Figure 1: Summary of eDNA states, the processes that convert
eDNA between states (cell lysis and adsorption/desorption), and the
chemical reactions (intra- and extracellular breakdown, microbial
utilization, or stabilization) that degrade or alter eDNA in different
states making it inaccessible to capture and detection.
The simplest form in which extra-organismal eDNA is present is a purely
dissolved state. DNA is a highly water soluble polyelectrolyte due to
the negatively charged phosphodiester groups in the DNA backbone.
However, dissolved DNA interacts with and may adsorb to the surfaces of
mineral and organic particles and colloids suspended in the water.
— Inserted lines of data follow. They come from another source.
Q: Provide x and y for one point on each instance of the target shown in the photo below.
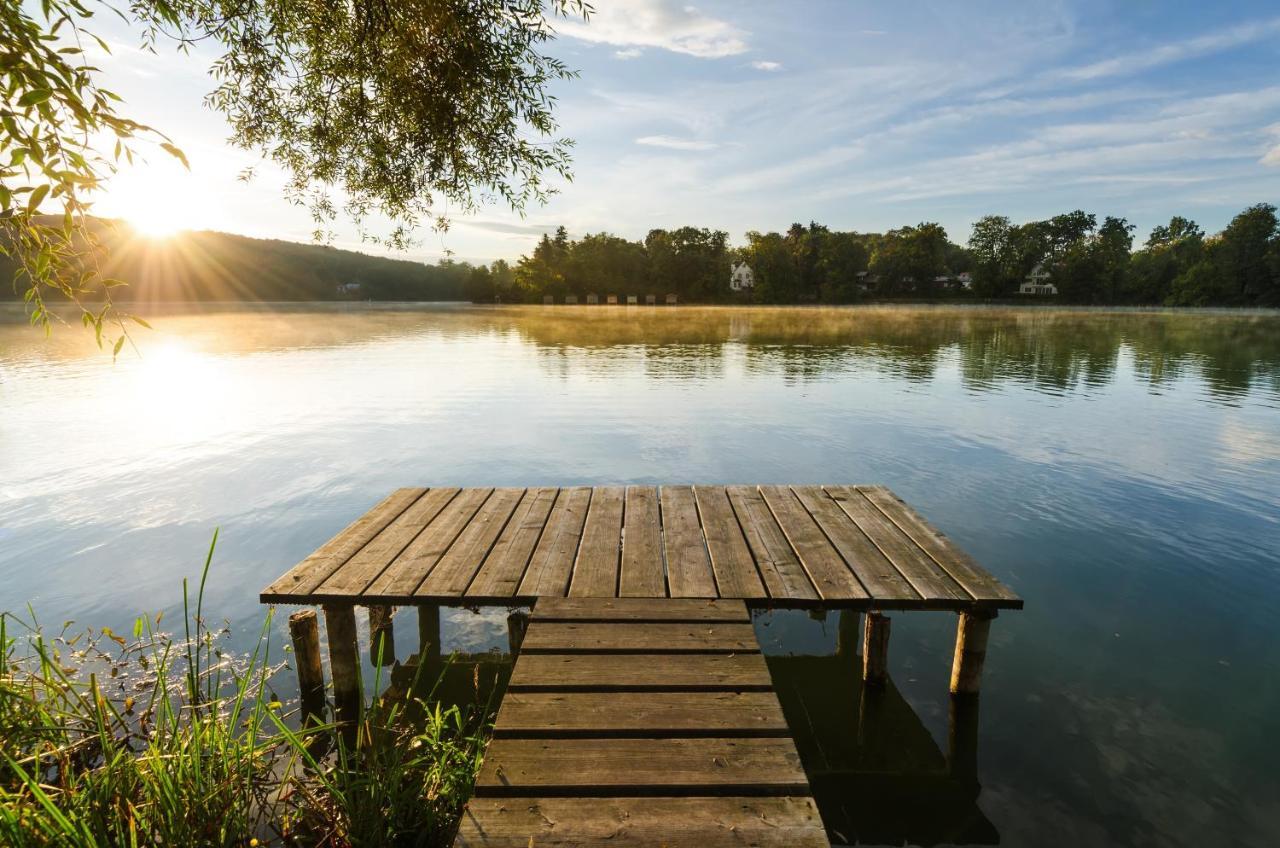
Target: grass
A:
(151, 739)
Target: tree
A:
(385, 104)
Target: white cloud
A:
(671, 142)
(666, 24)
(1171, 53)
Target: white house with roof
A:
(1037, 282)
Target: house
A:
(1037, 282)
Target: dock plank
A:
(932, 583)
(641, 823)
(780, 566)
(461, 562)
(595, 571)
(552, 564)
(689, 566)
(970, 575)
(607, 714)
(639, 673)
(732, 562)
(640, 610)
(502, 570)
(416, 561)
(310, 573)
(869, 564)
(643, 573)
(639, 637)
(603, 767)
(831, 575)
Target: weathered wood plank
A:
(416, 561)
(640, 610)
(780, 568)
(731, 556)
(595, 573)
(310, 573)
(371, 560)
(607, 714)
(643, 574)
(639, 673)
(826, 568)
(552, 562)
(919, 569)
(972, 577)
(689, 568)
(641, 823)
(636, 637)
(624, 766)
(502, 570)
(458, 565)
(873, 569)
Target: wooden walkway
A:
(846, 546)
(640, 723)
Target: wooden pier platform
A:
(613, 732)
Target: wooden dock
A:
(640, 710)
(657, 747)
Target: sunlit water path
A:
(1121, 472)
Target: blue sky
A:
(752, 115)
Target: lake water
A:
(1120, 470)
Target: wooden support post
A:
(305, 632)
(876, 648)
(344, 666)
(849, 630)
(429, 633)
(382, 638)
(970, 651)
(517, 623)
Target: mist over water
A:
(1120, 470)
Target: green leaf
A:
(35, 96)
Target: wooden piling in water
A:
(876, 648)
(382, 637)
(972, 633)
(305, 632)
(343, 665)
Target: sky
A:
(860, 115)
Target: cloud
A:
(666, 24)
(1173, 53)
(671, 142)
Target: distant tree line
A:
(1086, 261)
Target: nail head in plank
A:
(310, 573)
(595, 573)
(641, 823)
(826, 568)
(630, 637)
(552, 562)
(640, 610)
(501, 573)
(622, 766)
(606, 714)
(732, 562)
(643, 574)
(457, 568)
(689, 568)
(780, 569)
(635, 673)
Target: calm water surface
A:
(1121, 472)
Particle-adsorbed DNA is therefore a second state. Existing literature
on DNA adsorption (e.g.,17–24)
suggests that DNA-particle interactions are mainly controlled by
electrostatics (which may either be attractive or repulsive for
positively and negatively charged particle surfaces, respectively) as
well as inner-sphere complex formation on some mineral
surfaces25–30.
The bases connected to deoxyribose (i.e., cytosine, adenine, guanine and
thymine) likely only play a small, modulating role on DNA adsorption
processes (i.e., these bases are involved in H bonding between the two
complementary DNA strands). DNA can also remain associated with cells
that are shed by organisms into the water, either as intracellular DNA
(third state) or intraorganellar DNA (fourth state) such as skin cells
from mucus or cells from the intestinal tract during defecation. The
types of cells shed from any organism and their source remain mostly
undescribed, but recent advances using messenger RNA typing may allow us
to gain a better understanding of the sources and types of cells that
make up
eDNA29,
for instance, intraorganellar DNA may be present in mitochondria and
chloroplasts. In fact, many extra-organismal eDNA studies target genes
found in organelles due to their high copy number per cell which should
increase probability of eDNA detection.